Hyundai Motor Group Executive Chair Chung Euisun has warned that 2026 will be a very difficult year for the global auto industry. In his New Year message, he said rising trade tensions, strong competition, and global conflicts could hurt car companies around the world.
Chung said many risks that companies feared in the past are now becoming real. He explained that profits may fall as costs rise and markets remain unstable. Some companies may even have to stop operations in certain regions because of political or economic problems.
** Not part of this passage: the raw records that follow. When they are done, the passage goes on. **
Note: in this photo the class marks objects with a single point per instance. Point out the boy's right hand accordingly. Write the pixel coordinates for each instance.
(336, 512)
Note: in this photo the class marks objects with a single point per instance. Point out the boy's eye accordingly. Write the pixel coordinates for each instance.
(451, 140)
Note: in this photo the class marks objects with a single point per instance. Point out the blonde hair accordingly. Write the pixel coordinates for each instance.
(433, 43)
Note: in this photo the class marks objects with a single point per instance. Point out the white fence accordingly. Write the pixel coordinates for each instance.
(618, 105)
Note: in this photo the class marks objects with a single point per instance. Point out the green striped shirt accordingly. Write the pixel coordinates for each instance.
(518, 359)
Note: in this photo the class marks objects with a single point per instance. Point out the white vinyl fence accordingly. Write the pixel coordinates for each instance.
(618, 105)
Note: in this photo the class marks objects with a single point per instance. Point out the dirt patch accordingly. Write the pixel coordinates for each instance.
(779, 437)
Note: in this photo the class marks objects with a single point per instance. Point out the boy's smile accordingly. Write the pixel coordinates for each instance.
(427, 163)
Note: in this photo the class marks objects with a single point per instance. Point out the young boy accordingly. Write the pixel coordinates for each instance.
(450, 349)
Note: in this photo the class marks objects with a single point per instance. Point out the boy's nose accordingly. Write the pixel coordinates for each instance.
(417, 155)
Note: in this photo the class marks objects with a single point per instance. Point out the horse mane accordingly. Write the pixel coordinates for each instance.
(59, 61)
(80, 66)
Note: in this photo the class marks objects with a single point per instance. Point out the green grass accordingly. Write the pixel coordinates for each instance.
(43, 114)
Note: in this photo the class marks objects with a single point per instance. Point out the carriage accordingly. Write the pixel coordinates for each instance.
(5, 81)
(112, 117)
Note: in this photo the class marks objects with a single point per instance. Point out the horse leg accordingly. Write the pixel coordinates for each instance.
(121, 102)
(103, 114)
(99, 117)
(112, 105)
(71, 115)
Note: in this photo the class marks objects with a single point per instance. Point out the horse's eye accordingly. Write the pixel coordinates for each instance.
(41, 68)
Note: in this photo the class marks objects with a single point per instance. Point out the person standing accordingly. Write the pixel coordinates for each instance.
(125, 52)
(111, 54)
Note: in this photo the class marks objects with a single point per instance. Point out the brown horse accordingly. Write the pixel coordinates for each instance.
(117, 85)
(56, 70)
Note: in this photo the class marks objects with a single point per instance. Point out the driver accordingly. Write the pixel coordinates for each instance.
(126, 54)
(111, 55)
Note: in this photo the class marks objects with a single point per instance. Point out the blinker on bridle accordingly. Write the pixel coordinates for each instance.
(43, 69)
Hyundai has already felt the pressure. The company has been hit hard by tariffs imposed by US President Donald Trump. A 15% tax on cars made in South Korea cost Hyundai about 1.8 trillion won, or nearly $1.2 billion, in just one quarter. On top of this, an immigration raid at a Hyundai–LG Energy Solution factory in the US is expected to delay construction work by two to three months.
Chung also admitted that Hyundai is behind its rivals in artificial intelligence. He said the company needs to work with more partners to improve its AI skills. According to him, global tech leaders have invested huge amounts in AI, while Hyundai’s current abilities are still limited.
However, Chung believes Hyundai has a unique strength. As the world moves toward “physical AI,” data from cars, robots, and factories will become very valuable. He said this is something big tech firms cannot easily copy.
Hyundai has already taken steps in this direction. It set up a Robotics Lab in 2019 and later bought Boston Dynamics. The group plans to invest 125 trillion won in South Korea over the next five years in AI, robotics, and new technologies.
Meanwhile, Hyundai’s self-driving unit Motional plans to launch fully driverless Ioniq 5 robotaxis in Las Vegas by the end of this year.